It seems the owner of the @alphabet twitter handle was taken as much by suprise as the rest of the world when Google announced its name-change on Monday.
The newly-consituted company does not own the @alphabet handle but its owner, Chris Andrikanich, can probably expect a call from Google's new umbrella parent.
Andrikanich, listed on his twitter bio as a dad and husband describes himself as a “self-proclaimed geek who fires off regular gibberish, gobblety-gook about sports, tech, CLE, and whatever...”
Well, that was an interesting way to end a Monday...
— Chris Andrikanich (@alphabet) August 10, 2015
Tweeting on Monday evening, Andrikanich said “Well, that was an interesting way to end a Monday...”
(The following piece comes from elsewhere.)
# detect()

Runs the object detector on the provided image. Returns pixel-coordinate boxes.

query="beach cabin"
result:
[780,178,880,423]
Speaking in an interview with US website Buzzfeed, Andrikanich said: "It's crazy. It's nerve-racking. It's entirely unbelievable."
Andrikanich told the interviewer he has not yet been contacted by Alphabet but said he would be open to offers.
“There’s a lot of optimistic people out there on my behalf,” he said.
“Optimistic about what?” he was asked.
“Everyone keeps saying that I’m going to get rich.”
Interestingly, the company formerly known as Google does not own the Alphabet.com web address either.
According to the Who Is internet company look-up service, ownership of alphabet.com falls to German car maker BMW, and the site, while slow to load at the time of writing, has been online since August 1995.
Google's new parent does have its own website which can be found at abc.xyz.
The site bears a message from Google co-founder Larry Page and a link to Google's investor relations page.
Visitors to the site are met with the message: “As Sergey and I wrote in the original founders letter 11 years ago, ‘Google is not a conventional company. We do not intend to become one.’”
Naturally enough, it didn’t take long for visitors to the new website to discover a hidden link further down the page.
When readers click on the word 'more' that follows Larry Page's introduction on the home page and then upon the full stop at the end of the sentence ending with "our drone delivery effort" they will be taken to the website of Hooli, the fictional company in the HBO series Silicon Valley.